President Ronald Reagan's aides and biographers are organizing to challenge factual inaccuracies in Fox News host Bill O'Reilly's new book Killing Reagan: The Violent Assault That Changed a Presidency. O'Reilly is a serial fabricator whose previous books have repeatedly been criticized for inaccuracies.
The Washington Examiner's Paul Bedard reported that O'Reilly's book is “coming under fire from former Reagan aides” and biographers “who are calling it bogus” and “planning a broadside to challenge the book in the coming days.” The individuals reportedly include Reagan biographers Craig Shirley, Steven Hayward, Paul Kengor, Kiron Skinner, and “a handful of former Reagan aides.”
Shirley said that Killing Reagan “is garbage, total B.S.,” while former Reagan national security advisor Richard Allen said the book contains “plagiarism, simplicity and deception.”
The DC-based paper noted that the Reagan critics pointed to O'Reilly's writing about Reagan's mental state and a purported brewing staff mutiny as main objections.
John Heubusch, the executive director of The Ronald Reagan Presidential Foundation and Library, said O'Reilly's book “does a disservice to history.”
In a September interview with Media Matters' Joe Strupp, Ron Reagan called O'Reilly a “snake oil salesman” who doesn't invest “a lot of time or energy in the truth.” The late president's son said he doesn't plan to read O'Reilly's book because he's “not interested in his theories.”
Questions about factual accuracy are nothing new for O'Reilly and his Killing series, which he has co-authored with Martin Dugard.
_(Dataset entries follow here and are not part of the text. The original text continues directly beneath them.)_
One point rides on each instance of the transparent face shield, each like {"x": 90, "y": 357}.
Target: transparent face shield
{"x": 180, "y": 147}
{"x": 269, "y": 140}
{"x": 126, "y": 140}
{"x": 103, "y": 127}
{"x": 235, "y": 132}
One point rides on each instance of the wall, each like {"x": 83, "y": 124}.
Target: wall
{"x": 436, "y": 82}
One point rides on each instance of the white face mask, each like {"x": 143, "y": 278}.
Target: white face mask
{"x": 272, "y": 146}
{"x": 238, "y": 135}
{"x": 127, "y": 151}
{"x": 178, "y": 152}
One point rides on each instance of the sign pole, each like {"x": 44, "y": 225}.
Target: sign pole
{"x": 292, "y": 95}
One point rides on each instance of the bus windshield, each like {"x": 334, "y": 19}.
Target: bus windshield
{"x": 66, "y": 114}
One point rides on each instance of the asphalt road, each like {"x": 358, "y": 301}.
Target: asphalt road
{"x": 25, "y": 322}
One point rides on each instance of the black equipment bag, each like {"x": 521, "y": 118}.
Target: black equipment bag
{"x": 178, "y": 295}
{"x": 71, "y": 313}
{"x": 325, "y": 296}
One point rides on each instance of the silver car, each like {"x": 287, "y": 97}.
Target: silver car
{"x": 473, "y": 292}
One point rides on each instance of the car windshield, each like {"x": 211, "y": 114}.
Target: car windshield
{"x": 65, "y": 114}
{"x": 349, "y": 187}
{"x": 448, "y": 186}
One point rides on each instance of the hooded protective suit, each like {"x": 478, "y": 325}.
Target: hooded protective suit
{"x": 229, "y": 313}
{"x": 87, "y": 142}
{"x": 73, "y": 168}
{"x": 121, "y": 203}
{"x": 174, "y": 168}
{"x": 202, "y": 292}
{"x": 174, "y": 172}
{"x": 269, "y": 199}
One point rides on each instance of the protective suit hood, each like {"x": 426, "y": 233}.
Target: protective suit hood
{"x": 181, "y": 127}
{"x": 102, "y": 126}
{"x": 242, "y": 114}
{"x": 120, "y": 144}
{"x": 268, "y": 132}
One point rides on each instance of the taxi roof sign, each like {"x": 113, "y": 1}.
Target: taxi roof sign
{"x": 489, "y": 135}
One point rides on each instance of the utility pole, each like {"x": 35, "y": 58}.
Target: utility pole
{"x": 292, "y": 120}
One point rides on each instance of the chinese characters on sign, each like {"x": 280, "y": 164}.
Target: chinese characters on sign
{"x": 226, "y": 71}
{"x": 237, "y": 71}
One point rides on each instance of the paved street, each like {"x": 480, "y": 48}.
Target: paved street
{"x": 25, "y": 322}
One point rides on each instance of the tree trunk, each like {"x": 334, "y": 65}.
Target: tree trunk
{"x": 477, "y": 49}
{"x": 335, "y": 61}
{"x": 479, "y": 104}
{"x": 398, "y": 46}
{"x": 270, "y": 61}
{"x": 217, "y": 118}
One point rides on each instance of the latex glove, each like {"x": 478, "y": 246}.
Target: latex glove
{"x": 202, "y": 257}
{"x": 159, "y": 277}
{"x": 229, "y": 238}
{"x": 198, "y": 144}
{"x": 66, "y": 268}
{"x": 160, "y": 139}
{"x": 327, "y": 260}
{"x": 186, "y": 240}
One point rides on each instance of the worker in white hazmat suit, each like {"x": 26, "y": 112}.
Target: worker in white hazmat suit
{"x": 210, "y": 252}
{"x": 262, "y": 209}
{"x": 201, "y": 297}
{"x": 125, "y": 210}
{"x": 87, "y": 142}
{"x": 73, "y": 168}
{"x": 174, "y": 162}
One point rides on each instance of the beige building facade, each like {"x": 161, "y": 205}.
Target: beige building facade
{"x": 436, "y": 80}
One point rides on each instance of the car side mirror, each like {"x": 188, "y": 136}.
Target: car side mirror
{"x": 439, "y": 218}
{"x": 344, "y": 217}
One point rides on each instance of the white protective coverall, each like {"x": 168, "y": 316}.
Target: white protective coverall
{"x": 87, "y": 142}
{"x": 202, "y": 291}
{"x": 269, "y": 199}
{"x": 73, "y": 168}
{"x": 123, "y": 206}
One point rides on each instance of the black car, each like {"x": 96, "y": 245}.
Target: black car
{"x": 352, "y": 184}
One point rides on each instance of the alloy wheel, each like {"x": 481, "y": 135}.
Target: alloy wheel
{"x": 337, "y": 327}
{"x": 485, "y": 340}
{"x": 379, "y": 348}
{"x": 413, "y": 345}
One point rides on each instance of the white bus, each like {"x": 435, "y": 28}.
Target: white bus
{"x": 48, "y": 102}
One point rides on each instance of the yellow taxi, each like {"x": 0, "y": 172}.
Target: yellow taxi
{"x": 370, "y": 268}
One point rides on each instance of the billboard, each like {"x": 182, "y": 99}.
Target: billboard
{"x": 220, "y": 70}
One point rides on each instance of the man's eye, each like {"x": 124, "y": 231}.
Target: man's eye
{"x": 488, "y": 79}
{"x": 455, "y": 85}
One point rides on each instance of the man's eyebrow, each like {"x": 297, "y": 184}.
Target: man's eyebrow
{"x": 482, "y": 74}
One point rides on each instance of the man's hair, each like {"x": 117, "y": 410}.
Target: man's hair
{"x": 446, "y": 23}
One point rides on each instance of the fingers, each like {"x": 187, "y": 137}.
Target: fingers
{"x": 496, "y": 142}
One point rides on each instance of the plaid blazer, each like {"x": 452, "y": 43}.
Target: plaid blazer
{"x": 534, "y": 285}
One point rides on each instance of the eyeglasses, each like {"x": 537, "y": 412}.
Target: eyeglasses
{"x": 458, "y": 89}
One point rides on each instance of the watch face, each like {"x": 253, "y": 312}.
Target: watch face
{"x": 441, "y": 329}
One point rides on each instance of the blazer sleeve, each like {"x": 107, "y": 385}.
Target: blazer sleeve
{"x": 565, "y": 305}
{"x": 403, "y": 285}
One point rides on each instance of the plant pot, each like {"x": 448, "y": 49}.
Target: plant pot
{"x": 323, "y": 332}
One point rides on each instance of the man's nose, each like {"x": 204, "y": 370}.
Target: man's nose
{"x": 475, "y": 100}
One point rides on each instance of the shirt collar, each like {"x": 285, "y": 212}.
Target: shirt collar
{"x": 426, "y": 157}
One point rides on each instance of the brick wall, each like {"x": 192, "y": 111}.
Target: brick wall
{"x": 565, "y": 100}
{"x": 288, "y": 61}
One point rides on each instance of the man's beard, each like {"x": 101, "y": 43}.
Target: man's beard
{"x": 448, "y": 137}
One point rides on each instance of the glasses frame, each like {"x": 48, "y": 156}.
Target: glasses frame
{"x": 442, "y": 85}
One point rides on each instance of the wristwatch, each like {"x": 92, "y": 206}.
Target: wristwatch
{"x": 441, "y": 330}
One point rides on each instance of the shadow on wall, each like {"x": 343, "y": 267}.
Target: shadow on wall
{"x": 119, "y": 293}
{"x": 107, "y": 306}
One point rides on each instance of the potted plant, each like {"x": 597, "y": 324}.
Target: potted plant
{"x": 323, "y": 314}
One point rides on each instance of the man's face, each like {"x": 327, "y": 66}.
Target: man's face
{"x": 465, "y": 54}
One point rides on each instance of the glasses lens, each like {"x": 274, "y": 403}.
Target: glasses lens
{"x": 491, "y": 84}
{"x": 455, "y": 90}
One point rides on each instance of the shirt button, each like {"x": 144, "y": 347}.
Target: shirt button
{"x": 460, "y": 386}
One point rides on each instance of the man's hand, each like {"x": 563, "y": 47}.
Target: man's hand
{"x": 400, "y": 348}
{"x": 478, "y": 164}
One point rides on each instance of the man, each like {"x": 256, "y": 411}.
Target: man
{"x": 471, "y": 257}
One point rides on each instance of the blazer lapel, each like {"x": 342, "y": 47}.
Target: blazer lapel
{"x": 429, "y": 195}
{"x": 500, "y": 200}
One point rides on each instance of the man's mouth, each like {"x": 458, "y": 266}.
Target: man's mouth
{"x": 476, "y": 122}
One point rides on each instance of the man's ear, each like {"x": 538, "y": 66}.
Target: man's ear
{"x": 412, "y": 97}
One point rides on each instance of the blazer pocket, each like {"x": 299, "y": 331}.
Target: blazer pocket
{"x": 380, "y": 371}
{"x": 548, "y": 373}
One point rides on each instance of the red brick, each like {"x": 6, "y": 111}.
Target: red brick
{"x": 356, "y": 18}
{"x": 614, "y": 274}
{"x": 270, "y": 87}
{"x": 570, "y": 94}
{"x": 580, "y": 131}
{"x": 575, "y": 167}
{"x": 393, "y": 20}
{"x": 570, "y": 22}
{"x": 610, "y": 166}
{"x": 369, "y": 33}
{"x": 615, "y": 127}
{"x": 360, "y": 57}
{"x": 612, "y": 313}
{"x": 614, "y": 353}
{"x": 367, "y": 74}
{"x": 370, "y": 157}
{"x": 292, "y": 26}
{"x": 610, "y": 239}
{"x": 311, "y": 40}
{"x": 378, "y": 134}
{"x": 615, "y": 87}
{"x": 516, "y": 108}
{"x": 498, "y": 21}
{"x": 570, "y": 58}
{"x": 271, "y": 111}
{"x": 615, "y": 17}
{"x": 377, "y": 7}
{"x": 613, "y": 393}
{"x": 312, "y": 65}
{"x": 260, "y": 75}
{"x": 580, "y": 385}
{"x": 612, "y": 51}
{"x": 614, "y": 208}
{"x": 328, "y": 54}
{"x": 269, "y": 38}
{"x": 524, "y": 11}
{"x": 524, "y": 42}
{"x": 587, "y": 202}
Killing Lincoln contained a series of mistakes and was criticized for factual errors by Lincoln scholars. Several historians and biographers of General George S. Patton objected to O'Reilly's Killing Patton theory that the World War II commander was assassinated by the Soviet Union.
O'Reilly took a major hit earlier this year when his boasts about his reporting career began falling apart under scrutiny. One of those included his claim in Killing Kennedy -- contradicted by numerous pieces of evidence -- that he personally heard the shotgun blast that killed a figure in the investigation into President John F. Kennedy's assassination.